X-rays are electromagnetic radiations of high energy. When x-rays are used to treat superficial lesions, the energy spectrum of the x-ray beam is adjusted by selecting an appropriate combination of x-ray tube filtration and voltage, which is 30-100 kV (soft x-rays) in dermatology settings. Treatment of localized lesions and teleroentgen therapy with soft x-rays are two different approaches.
The first Nobel Prize in physics was awarded to Hans Conrad Rontgen in Wurzburg, Germany, for his discovery of x-rays in 1896. Early reports on the use of orthovolt radiotherapy in cutaneous lymphoma were published by Scholtz in 1902 (30).
Ionizing radiation induces free active radicals in the tissue and hits DNA by doublestrand breaks. It has an impact on many functions such as enzyme activity, cell membrane permeability, and protein synthesis, finally resulting in the loss of reproductive integrity of the cells.
Early plaques and tumors in cutaneous lymphomas are highly radiosensitive and respond to low doses of ionizing radiation (31), provided that the half-value depth corresponds to the depth of infiltration, which in nontumoral stages of CTCL is usually a few millimeters in and beneath the epidermis.
For localized lesions, radiation therapy is given with D1/2 matching the depth of the lesion, in small doses of 2 Gy at weekly intervals or three times weekly until the lesion starts to involute. A total dose of 20-50 Gy is sufficient for most lesions (31).

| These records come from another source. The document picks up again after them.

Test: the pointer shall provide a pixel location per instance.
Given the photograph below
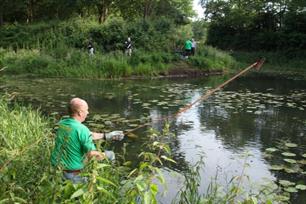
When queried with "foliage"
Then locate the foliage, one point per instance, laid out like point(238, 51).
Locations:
point(26, 174)
point(210, 58)
point(259, 25)
point(30, 11)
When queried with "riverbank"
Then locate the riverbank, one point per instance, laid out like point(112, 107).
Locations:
point(74, 63)
point(282, 64)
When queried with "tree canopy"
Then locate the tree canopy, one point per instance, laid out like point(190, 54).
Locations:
point(256, 24)
point(37, 10)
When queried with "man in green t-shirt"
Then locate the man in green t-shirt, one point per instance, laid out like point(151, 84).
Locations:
point(188, 46)
point(74, 142)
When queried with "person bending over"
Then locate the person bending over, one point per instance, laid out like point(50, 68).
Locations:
point(74, 142)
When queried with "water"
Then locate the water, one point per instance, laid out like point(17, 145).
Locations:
point(247, 117)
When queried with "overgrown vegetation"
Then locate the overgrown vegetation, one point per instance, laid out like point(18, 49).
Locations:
point(60, 49)
point(254, 26)
point(26, 174)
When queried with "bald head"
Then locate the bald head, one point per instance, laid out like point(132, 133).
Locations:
point(77, 105)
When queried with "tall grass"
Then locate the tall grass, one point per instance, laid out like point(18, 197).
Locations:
point(277, 62)
point(209, 58)
point(27, 176)
point(68, 62)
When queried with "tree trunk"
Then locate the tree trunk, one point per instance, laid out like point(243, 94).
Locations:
point(147, 9)
point(103, 11)
point(30, 11)
point(1, 18)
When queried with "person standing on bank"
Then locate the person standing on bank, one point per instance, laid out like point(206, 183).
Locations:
point(193, 47)
point(74, 142)
point(188, 45)
point(128, 47)
point(91, 50)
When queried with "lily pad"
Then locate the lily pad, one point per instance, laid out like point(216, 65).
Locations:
point(132, 135)
point(288, 154)
point(291, 161)
point(286, 183)
point(291, 190)
point(276, 167)
point(303, 162)
point(271, 149)
point(301, 187)
point(291, 144)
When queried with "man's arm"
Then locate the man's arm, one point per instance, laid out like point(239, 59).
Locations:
point(114, 135)
point(97, 136)
point(98, 155)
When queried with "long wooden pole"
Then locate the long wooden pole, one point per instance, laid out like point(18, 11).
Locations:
point(256, 65)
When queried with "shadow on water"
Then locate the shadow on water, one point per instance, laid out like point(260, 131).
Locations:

Considering the malignant nature of the disease, additional radiation, perhaps even a second course, may be required despite side effects.
For widespread erythrodermic involvement, teleroentgen therapy with soft x-rays may be indicated. A distance of 2 m permits radiation of the entire body surface. When soft x-rays are used according to the technique described by Schirren in 1955, 50% of the surface dose is absorbed at a depth of only 2 mm (32,33). A high-output beryllium-window unit (50 kV) is used. Doses of 50-100 cGy are given daily or three times a week to the anterior, posterior, and lateral surfaces up to a total of 500-1000 cGy per course with the eyes and gonads shielded (31). There are some variations of the method in terms of distance (2 m in the technique described by Schirren in Munich (32) and 1.20 m in the Hamburg technique (34) and in terms of fractionation, which do not affect the basic principle of superficial total body "spray" irradiation.
Irrespective of the technical differences, good long-term results have been reported from different centers (33,34) (Fig. 1).
Topical agents especially topical cytostatic drugs (HN2, BCNU) should be avoided during irradiation. Emollient creams or ointments may be useful to treat dryness and pruritus.
Soft x-ray therapy still is an excellent treatment modality for cutaneous T-cell and B-cell lymphomas. Erythrodermic patients may profit from teleroentgen therapy.